Harry didn’t sleep anymore that night, and by nine o’clock the next morning, he was in Nate Simon’s office.
By noon, after his battery of exams, he was dressed again and was sitting in Nate’s well-appointed office, smoking one cigarette after another.
“Well?” Harry blurted put anxiously, as the other man seated himself behind his desk.
Nate Simon took off his horn-rimmed glasses, folded them onto his desk, and looked at Harry. It was always difficult to tell a patient news like this, even harder when it was a man you had known all your life. But there was no way around the harsh truth: There probably wasn’t one damned thing he could do to save Harry’s life. Harry was his age, not even fifty, with everything to live for: beautiful wife, new baby, all the success anyone could dream of.
Clearing his throat, he said, “Harry, I think you already know what I have to say.”
Harry nodded.
“I’m going to schedule you for surgery tomorrow morning at seven-thirty. I’ve got a top man in thoracic surgery to operate.”

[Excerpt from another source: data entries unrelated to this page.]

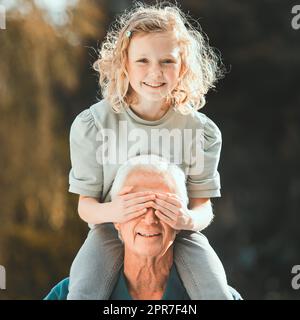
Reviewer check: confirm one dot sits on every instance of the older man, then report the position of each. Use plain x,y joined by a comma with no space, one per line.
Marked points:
149,271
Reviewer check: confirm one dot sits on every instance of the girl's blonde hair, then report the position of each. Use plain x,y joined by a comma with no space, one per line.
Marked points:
202,67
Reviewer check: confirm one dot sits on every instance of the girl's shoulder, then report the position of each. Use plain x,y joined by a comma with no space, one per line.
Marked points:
96,115
198,120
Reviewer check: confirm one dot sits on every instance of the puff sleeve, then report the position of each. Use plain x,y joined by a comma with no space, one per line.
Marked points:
86,174
204,181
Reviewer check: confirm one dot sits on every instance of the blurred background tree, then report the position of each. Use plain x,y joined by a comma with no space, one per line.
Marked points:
46,79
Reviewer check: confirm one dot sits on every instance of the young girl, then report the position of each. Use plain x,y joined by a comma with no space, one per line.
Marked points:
155,70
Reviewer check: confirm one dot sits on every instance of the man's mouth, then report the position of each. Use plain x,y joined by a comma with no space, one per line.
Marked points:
149,235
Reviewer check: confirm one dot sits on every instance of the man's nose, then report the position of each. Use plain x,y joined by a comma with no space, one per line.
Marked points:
150,217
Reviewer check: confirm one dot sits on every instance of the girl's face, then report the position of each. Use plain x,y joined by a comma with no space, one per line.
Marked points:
153,65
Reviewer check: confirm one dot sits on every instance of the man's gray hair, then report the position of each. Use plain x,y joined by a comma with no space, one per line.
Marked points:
154,164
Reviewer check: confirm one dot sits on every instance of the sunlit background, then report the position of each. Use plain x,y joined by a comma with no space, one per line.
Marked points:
46,79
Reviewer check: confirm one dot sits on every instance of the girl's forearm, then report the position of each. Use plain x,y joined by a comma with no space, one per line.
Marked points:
201,216
94,212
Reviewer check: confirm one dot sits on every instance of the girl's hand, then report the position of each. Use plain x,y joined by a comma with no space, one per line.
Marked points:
172,210
127,206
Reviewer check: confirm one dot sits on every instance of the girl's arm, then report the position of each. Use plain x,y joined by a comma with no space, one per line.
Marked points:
92,211
201,213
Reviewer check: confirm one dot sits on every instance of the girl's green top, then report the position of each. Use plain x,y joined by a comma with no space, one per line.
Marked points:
101,140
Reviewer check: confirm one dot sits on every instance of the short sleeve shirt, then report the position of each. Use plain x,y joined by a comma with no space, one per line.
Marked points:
101,140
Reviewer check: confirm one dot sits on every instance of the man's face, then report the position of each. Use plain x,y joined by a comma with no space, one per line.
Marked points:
147,235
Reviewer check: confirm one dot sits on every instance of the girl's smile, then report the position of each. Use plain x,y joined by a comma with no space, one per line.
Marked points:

“How bad is it, Doc? Give it to me straight.”
But Harry knew even before Nate Simon spoke by the way he shook his head. “It’s bad, Harry, I won’t lie to you. There’s a large mass on the chest X ray in the left lung.”
“And my chances?” Harry asked, knuckles white as he braced himself, clutching the chair.
Nate hesitated. “Well, they won’t know for sure until they go in, but it’s right at the base of the lobe. It looks as if it has invaded the mediastinum. We’ll know more tomorrow.”
But if it was, he was going to die.
Even though Harry had thought he was prepared for the worst, Nate’s words were a blow. Harry realized that for however much he’d steeled himself for the worst, he had still been hoping against hope that he didn’t have cancer.
“God, Nate,” he asked unsteadily, “how am I going to tell Lily? Everything’s going so well, we have a new baby. Things are better than they have been in years.”
“Do you want me to tell her?”
“No—no … I’d better do it.”
After he had left Nate’s office, he walked aimlessly until he finally came to Central Park. He sank onto a bench and looked around him. The Great Lawn was so green, the first crocuses and daffodils were in bloom. Harry ruefully thought of the opening words of
The Redemption of Archie Sanger
: “If I could know the day before I die …”
All his life, he had been a winner. With few exceptions, his had been a charmed life. Not only had he been blessed with a host of natural talents, he’d been lucky enough to be blessed with such people in his life as Lily and Ellis. Grudgingly, he had to acknowledge he was even lucky to have had the parents he had.
The only tragedy that had ever made him think he had lost God’s favor was Jeremy’s death. As the years had passed, time had helped heal the wounding memories, and the advent of Cadeau had somehow given him a new chance.
What a fool he had been to think that he had gotten away with it all; gotten away with betraying Lily, believing that despite his terrible breach of faith he had a second chance for a wonderful life with her.
Now he knew that his sins had not been forgiven; they had been saved up to chastise him in one shattering blow—now, when he had the most to lose. Six months from this moment, all the things around him, everything he could see from this bench, would still be here, but he would not.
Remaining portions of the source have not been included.